The company in Japan already distributes to 3,500 grocery stores daily. It has the fleet, warehouse and distribution, but there is still space on the trucks, so Organic Valley is looking to take advantage of that by moving its products into Japan, thus broadening its market by using this company as a distribution point.

Brisbois has been working with Japan since 2005 and has been there three times in the past ten years, but he has also worked with companies in France, primarily surrounding food and cheese exports. As well, the county has ties with large Canadian goat cheese manufacturer Woolwich, of Toronto. Woolwich has its only U.S. production facility in Grant County, in Lancaster. The Grant County Economic Development Corporation has also been working to export components for customized farm equipment to England, France and Greece.

The geography in Grant County is unique in the Midwest. This is the Driftless Area and extends from southwestern Wisconsin to northeastern Iowa and northwestern Illinois. The last glacial period did not hit this region, so Grant County has hills and valleys while the surrounding areas were sheared off by the glaciers and are relatively flat.

“The glaciers leveled it out, but here they didn’t hit here, so we have ridges and valleys with indigenous woods. That lends to one of the reasons that people come here, is the scenic beauty. We also have hundreds of miles of trout fishing which is world class. Canoeing, kayaking and tubing companies are setting up shop with scenic cabins out in the woods.” Much tourism revolves round the natural geography of the area.
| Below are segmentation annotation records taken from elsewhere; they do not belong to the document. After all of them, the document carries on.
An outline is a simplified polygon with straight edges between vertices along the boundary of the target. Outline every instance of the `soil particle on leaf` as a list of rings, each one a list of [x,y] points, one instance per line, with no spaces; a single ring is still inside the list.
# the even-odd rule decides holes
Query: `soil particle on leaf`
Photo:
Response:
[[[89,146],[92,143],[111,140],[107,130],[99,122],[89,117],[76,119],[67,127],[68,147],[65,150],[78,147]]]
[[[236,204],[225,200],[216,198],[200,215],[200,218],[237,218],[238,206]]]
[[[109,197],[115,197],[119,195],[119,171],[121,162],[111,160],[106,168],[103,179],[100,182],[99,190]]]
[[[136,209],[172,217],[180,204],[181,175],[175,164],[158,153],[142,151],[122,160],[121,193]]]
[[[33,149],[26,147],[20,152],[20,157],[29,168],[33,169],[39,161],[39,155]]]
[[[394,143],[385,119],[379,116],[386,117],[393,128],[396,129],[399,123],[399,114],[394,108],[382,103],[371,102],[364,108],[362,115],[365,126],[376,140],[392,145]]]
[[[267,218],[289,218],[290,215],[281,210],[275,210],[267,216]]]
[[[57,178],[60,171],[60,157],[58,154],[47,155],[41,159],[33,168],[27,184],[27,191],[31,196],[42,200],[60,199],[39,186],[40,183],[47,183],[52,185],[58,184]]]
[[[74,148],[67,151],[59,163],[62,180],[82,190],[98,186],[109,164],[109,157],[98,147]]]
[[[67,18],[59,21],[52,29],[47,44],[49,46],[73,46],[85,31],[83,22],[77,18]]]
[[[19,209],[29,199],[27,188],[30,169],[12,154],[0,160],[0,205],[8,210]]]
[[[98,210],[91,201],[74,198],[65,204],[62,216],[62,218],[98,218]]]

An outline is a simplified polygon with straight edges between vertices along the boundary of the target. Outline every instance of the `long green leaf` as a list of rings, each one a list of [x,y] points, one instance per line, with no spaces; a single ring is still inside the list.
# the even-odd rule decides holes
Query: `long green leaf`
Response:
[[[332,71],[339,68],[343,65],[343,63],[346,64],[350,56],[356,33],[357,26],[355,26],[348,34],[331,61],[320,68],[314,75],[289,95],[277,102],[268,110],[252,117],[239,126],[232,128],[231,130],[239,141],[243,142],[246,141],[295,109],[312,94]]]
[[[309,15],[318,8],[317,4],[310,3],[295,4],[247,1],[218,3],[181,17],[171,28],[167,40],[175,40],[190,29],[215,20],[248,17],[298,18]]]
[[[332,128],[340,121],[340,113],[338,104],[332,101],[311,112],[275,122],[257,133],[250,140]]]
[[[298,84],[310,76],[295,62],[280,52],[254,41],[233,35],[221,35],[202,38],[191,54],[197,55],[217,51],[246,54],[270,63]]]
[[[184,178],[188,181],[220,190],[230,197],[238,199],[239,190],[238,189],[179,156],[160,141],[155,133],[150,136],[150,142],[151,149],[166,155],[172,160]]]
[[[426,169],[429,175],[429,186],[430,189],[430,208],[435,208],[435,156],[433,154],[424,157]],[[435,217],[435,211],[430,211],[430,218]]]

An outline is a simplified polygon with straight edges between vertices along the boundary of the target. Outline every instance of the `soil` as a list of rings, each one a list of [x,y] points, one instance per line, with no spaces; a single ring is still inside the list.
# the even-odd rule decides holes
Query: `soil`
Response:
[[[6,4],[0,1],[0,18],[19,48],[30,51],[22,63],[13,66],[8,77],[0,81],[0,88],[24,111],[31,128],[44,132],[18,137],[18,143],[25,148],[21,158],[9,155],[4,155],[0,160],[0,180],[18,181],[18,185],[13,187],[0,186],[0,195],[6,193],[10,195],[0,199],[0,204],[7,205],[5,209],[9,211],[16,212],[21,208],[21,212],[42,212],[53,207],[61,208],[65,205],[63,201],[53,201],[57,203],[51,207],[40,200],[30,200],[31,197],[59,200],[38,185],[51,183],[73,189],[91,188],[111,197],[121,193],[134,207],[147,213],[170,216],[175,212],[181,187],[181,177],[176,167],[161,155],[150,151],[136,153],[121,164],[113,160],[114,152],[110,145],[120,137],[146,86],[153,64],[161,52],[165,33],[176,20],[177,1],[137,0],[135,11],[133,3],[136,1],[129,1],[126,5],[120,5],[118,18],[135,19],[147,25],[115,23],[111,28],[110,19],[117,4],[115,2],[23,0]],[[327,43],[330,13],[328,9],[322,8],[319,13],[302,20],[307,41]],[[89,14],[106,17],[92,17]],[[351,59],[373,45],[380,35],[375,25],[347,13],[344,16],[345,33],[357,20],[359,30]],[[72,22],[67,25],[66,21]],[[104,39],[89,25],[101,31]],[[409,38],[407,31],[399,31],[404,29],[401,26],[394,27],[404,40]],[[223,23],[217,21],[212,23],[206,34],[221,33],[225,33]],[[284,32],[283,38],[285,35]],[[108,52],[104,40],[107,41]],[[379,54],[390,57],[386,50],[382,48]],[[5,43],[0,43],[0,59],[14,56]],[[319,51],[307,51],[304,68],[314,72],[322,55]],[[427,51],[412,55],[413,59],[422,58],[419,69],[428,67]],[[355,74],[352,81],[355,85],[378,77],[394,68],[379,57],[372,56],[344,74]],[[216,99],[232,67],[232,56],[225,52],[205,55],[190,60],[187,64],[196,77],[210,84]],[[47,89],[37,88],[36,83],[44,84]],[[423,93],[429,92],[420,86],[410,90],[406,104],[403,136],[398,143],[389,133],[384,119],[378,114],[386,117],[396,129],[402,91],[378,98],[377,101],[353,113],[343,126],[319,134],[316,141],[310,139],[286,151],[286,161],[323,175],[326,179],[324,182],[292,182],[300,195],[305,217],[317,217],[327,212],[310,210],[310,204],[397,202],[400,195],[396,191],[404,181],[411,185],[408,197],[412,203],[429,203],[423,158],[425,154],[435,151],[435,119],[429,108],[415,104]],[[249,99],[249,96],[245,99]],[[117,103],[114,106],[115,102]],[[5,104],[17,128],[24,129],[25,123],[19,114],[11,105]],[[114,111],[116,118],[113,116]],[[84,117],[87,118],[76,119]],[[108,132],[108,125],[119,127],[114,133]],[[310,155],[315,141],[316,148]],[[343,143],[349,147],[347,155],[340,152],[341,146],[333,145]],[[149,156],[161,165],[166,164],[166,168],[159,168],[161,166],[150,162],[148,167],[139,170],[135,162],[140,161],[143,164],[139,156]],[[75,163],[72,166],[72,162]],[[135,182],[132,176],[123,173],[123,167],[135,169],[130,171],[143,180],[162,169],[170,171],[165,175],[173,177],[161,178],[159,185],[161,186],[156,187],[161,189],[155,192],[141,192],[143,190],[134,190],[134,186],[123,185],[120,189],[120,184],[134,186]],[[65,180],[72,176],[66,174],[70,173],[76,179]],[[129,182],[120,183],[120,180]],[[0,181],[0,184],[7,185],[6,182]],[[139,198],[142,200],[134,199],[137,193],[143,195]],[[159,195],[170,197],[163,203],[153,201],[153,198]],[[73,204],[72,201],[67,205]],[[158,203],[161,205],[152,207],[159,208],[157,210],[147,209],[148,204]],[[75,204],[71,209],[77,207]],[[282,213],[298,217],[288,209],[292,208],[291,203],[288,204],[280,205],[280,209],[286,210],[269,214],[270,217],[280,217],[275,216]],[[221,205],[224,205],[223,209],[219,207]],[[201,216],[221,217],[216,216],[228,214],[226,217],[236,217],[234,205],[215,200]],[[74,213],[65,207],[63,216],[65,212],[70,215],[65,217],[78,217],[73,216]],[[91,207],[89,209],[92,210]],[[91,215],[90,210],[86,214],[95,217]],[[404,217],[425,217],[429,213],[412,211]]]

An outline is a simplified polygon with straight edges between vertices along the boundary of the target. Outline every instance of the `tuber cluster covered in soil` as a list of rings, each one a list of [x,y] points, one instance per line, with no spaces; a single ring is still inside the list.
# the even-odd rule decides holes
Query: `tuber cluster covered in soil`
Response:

There are also a number of well-attended events. One of the popular festivals is the Muscoda Morel Mushroom Festival. In May, these mushrooms appear. Morels are sold for $40 per pound down in Madison, but there is a limited window of opportunity for harvest. The community has designated itself as the Morel Mushroom Capital of Wisconsin.

“From a tourism standpoint, I always look at how we can get more people here – people that don’t necessarily live here – and that helps, but there is also the Potosi Brewery which has the National Brewery Museum. They beat out Milwaukee and St. Louis ten years ago for that right.”

Potosi is a village of about seven hundred people, near the Mississippi River. There was a brewery there that operated from 1852 to 1972. In 1999, there was a movement to save the dilapidated, roofless, building. “You could see the sky when you looked up”

The National Brewery Association was looking for a location to house its new museum. Potosi threw its hat in the ring and the museum has been a major draw to the county since. The construction of the museum was an amazing thing for a community of that size. The site also features a restaurant and micro-brewery. The museum is a highlight along the Great River Road which runs up the Mississippi River from New Orleans all the way to Minneapolis.

“They just bought a building next to it and now have a bottling and canning line. They keep growing the business, and, as the beer becomes more popular, they decided to bottle it and can it. From an economic development standpoint, they want to be a contract-for-hire business that can do bottling and canning of beer for other micro-breweries.”

Grant County is very much an advanced agriculture and manufacturing centre. The Grant County EDC is looking at other opportunities utilizing the Mississippi River for trade, developing an inter-modal hub that will have rail for the Burlington Northern/Santa Fe line, along with barge and semi traffic all in one location.

One of the reasons as to why the corporation runs so smoothly is due to the active involvement by the people, elected officials and businesses. Grant County’s is one of the largest counties in Wisconsin, yet it has a population of only 50,000. However, at monthly meetings, it is not uncommon to see upwards of fifty people, and twice that will show up for the annual meeting in December. Counties with larger urban areas often do not get that many participants.

“I like to use football analogies. There are not a lot of spectators here; there are a lot of players, coaches, trainers and mangers, but not spectators. They understand that they have to be involved in order for things to happen,” Brisbois says. “These people that come to our meetings are the spark that make things happen, and that’s why we have such a strong organization.”